Even at this late stage, the Ministry of Justice announced today that it intended to bring forward three substantial amendments:

  1. The creation of a new offence of non-fatal strangulation to be introduced as part of ground-breaking legislation
  2. Extending the definition of the controlling or coercive behaviour offence to include abuse where perpetrators and victims no longer live together
  3. Widening the ‘Revenge porn’ offence so that it also covers threats to share intimate images

Non-fatal strangulation

The Government intends to make non-fatal strangulation a specific criminal offence, punishable by up to five years in prison. The act typically involves an abuser strangling or intentionally affecting their victim’s breathing in an attempt to control or intimidate them. Today’s announcement follows concerns that perpetrators were avoiding punishment as the practice can often leave no visible injury, making it harder to prosecute under existing offences such as Actual Bodily Harm (ABH). The proposed legislation has been drafted so that it also covers offences committed abroad by a UK national (or a person habitually resident in England and Wales).

Controlling and/or coercive behaviour

The Controlling and Coercive behaviour amendment will widen the scope of the definition of “personally connected” in the CCB offence so that the offence will also apply to former partners and family members who do not live together. This amendment arose from a Home Office review into Coercive and Controlling behaviour whose findings have been published today. Stakeholders and domestic abuse organisations responded to the review, pointing out this legal loophole and the Government has responded, bringing forward an amendment that makes sure that the Bill covers controlling or coercive behaviour by a former intimate partner that takes place post-separation or by a family member who does not reside with the victim. This amendment is designed to make it easier for victims to have continued protection when they leave abusive relationships.
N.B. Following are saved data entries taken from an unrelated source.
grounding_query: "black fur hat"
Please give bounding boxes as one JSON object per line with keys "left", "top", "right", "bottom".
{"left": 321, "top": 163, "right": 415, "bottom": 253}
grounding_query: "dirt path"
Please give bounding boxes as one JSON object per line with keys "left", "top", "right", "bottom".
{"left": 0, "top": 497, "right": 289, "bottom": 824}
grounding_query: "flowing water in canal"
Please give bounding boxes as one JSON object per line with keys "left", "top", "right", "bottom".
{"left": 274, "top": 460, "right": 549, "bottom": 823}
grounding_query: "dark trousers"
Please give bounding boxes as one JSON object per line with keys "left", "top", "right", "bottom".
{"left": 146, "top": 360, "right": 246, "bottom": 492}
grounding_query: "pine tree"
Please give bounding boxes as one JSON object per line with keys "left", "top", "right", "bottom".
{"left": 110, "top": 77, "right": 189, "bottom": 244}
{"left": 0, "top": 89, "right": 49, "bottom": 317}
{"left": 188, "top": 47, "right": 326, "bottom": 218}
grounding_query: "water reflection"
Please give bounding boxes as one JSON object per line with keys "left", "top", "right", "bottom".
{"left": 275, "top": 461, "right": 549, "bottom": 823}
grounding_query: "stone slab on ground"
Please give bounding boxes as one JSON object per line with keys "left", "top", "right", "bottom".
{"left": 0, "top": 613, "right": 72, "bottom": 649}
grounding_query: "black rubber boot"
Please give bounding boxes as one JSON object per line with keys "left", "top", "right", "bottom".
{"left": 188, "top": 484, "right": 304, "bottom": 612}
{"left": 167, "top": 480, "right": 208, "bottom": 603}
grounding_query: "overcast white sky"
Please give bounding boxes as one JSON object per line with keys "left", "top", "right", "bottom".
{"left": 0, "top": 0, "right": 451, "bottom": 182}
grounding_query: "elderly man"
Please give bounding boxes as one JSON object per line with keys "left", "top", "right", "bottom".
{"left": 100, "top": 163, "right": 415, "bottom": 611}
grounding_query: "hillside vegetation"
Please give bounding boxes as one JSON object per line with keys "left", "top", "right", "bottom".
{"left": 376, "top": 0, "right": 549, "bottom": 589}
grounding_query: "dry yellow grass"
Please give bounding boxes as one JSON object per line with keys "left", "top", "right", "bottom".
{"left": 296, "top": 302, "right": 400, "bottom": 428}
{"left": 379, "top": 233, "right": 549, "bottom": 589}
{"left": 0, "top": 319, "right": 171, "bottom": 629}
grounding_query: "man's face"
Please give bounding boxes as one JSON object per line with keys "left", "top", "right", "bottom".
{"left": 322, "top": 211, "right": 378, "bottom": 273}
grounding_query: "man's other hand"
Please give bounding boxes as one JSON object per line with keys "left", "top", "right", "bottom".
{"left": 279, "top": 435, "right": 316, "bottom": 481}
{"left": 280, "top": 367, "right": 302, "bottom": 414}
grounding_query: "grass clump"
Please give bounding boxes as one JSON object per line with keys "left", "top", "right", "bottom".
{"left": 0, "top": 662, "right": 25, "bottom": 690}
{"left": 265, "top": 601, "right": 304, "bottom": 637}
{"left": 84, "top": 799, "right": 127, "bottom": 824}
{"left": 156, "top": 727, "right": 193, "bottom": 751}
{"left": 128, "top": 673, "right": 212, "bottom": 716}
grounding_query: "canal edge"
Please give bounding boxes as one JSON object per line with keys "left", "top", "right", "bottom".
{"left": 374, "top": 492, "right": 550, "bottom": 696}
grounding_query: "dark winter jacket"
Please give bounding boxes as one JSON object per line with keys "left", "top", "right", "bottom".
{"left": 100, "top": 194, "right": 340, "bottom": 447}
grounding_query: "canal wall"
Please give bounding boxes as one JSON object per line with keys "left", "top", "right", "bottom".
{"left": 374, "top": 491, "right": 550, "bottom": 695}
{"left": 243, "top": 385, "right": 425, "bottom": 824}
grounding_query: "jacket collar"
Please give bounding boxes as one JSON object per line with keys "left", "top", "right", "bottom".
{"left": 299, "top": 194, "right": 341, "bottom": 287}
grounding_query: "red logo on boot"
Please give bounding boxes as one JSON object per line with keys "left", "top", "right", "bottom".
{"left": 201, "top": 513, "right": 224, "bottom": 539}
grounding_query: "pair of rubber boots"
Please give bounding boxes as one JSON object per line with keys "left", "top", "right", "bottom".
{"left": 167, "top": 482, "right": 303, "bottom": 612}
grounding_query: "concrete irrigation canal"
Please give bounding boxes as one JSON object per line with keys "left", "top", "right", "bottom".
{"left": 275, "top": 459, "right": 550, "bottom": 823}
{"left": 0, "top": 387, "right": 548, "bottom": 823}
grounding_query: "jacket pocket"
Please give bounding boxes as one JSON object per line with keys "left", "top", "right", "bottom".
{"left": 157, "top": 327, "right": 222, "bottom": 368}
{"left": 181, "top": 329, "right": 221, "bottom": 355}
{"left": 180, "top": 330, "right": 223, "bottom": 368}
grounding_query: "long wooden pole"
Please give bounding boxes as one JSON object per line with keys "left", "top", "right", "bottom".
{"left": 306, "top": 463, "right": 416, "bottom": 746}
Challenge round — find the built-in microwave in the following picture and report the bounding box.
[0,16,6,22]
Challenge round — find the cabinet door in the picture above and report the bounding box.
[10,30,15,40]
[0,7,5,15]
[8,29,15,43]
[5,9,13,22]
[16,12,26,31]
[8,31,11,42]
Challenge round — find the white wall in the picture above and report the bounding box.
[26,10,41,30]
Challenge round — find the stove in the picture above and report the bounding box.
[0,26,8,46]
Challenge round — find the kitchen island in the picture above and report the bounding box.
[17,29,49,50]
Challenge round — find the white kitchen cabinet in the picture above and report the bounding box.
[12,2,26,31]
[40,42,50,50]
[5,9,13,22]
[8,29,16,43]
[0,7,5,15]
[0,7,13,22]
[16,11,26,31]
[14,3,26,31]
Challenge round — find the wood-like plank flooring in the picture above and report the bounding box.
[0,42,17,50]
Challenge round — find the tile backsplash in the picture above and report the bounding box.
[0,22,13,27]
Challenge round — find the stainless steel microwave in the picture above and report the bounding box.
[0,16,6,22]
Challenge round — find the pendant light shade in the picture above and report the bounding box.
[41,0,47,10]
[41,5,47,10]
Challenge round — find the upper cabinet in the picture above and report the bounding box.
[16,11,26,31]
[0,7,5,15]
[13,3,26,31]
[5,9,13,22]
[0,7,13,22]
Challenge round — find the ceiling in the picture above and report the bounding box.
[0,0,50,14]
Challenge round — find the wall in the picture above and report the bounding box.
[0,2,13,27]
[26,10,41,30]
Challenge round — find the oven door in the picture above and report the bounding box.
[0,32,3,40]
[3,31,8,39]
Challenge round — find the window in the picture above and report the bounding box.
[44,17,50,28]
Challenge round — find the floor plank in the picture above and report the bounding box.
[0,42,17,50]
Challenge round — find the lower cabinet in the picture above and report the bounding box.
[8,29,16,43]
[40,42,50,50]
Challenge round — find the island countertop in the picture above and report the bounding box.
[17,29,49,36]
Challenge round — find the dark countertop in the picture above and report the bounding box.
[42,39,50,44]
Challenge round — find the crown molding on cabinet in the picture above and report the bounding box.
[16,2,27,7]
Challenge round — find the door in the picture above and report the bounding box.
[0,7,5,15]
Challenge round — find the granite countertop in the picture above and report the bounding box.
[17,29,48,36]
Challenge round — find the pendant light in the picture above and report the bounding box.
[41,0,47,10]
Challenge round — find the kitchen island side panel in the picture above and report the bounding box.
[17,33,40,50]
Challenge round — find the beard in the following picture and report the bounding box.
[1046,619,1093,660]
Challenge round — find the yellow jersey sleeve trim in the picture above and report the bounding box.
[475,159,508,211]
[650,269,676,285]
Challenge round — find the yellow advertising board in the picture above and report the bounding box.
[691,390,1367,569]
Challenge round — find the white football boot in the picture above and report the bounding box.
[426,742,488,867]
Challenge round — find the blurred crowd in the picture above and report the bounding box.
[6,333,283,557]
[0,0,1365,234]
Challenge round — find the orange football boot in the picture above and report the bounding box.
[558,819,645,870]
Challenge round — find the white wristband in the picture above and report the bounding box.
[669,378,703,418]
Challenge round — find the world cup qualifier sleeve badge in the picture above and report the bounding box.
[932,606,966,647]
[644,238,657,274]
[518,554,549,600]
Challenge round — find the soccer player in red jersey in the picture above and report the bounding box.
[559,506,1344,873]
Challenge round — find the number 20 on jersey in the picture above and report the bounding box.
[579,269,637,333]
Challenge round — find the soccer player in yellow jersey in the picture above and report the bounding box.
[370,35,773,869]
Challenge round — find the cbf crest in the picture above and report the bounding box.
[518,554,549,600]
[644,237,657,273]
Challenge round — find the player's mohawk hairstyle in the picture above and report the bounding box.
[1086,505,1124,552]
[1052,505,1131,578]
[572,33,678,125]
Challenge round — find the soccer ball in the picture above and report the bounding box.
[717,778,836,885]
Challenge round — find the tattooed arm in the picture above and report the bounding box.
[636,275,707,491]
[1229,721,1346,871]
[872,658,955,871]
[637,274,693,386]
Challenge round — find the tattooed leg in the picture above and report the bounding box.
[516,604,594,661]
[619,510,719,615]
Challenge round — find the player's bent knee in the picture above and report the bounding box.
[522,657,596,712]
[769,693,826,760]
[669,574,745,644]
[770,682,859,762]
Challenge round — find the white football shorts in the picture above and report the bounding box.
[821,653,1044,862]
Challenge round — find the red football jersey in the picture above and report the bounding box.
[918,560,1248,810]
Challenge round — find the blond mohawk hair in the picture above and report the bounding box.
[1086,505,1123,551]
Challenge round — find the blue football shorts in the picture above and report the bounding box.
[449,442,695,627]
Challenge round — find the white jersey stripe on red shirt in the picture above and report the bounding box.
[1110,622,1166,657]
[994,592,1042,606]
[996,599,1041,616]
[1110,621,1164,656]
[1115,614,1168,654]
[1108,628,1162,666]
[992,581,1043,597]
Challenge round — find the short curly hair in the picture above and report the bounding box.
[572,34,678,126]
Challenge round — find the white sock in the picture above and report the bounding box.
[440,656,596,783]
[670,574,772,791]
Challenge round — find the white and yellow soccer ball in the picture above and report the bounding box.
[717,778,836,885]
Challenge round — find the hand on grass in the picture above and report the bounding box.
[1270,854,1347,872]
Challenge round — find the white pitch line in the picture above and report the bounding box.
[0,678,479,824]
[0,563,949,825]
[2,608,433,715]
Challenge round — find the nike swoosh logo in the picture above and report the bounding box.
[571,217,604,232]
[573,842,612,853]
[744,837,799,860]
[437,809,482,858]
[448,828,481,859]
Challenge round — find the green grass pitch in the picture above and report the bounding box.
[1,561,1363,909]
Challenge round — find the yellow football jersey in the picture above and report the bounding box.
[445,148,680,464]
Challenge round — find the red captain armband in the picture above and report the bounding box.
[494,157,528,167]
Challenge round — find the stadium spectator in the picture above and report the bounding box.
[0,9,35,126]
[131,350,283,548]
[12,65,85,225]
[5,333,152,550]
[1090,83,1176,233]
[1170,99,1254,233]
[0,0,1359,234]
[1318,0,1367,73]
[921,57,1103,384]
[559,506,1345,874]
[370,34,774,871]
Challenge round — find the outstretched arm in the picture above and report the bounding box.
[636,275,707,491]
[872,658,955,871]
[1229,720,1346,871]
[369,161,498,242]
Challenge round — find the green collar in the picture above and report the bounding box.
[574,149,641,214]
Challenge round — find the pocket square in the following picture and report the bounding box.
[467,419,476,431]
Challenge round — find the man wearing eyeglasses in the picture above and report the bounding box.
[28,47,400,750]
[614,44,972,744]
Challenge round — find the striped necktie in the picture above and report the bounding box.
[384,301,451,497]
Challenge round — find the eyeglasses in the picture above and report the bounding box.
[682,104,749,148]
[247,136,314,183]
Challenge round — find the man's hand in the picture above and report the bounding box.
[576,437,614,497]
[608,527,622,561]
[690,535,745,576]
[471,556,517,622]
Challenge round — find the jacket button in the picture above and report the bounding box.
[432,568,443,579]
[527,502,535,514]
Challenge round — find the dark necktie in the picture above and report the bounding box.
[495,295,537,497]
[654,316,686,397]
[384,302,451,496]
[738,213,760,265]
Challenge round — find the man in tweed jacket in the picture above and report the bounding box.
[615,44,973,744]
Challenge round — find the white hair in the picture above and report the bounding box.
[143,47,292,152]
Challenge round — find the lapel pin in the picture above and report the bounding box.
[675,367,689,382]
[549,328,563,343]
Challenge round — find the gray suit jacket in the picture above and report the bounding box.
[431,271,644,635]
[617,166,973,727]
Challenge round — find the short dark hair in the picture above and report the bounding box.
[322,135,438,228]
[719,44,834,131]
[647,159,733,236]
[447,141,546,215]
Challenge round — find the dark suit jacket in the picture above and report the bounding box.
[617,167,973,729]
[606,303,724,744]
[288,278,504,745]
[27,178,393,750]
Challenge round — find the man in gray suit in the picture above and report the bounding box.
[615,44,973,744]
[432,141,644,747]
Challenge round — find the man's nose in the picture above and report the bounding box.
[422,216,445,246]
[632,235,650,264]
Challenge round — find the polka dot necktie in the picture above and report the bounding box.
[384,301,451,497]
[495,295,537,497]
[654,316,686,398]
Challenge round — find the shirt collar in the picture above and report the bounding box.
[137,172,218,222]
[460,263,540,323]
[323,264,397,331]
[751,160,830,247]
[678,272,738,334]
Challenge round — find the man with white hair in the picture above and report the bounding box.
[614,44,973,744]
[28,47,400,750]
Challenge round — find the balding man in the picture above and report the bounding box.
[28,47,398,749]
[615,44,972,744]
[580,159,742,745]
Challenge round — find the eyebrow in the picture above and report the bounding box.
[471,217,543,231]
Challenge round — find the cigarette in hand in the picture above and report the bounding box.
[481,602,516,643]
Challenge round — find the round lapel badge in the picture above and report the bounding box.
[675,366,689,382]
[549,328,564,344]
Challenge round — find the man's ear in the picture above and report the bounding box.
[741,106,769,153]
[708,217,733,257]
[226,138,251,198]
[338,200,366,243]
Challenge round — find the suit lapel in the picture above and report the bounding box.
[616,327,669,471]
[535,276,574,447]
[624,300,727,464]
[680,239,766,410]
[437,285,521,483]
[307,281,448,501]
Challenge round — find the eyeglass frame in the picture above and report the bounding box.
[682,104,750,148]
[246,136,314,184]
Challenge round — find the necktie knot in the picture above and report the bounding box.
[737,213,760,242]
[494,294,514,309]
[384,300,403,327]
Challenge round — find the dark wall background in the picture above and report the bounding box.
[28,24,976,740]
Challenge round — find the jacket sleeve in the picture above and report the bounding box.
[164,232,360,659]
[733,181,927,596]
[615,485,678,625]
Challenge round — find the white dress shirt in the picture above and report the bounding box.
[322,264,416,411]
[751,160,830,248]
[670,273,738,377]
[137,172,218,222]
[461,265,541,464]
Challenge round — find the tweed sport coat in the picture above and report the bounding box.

Threats to share intimate images

The Government also announced that it intends to widen the so-called ‘revenge porn’ laws – introduced in 2015 – to include threats to disclose intimate images with the intention to cause distress. More than 900 abusers have been convicted since revenge porn was outlawed under the existing offence of disclosing private sexual photographs and films, without the consent of the individual in the photographs/film, with intent to cause that person distress (at s33 of the Criminal Justice and Courts Act 2015). Threatening someone to share intimate images – in effect another form of coercive and controlling behaviour – will attract the same existing 2-year maximum prison sentence.

Other measures

The Government is also tabling a number of other amendments to the Domestic Abuse Bill which will:

  • provide special measures in civil courts similar to those available in family courts. This could include the use of protective screens in court or the ability to give evidence via video links to support vulnerable courts users.
  • make it easier for victims who may prefer not to report abuse to avoid being cross-examined in person, by widening the list of evidence to prove abuse has occurred to include things such as a letter from a doctor or an employer.
  • clarify the use of ‘barring orders’ in the family courts to prevent abusive ex-partners from repeatedly dragging their victims back to court – which can be used as a form of continuing domestic abuse.
  • require public authorities conducting domestic homicide reviews to send a copy of their completed reports to the Domestic Abuse Commissioner – strengthening the opportunity to learn lessons and prevent future deaths.

The Bill is expected to receive Royal Assent in the Spring and come into force later this year.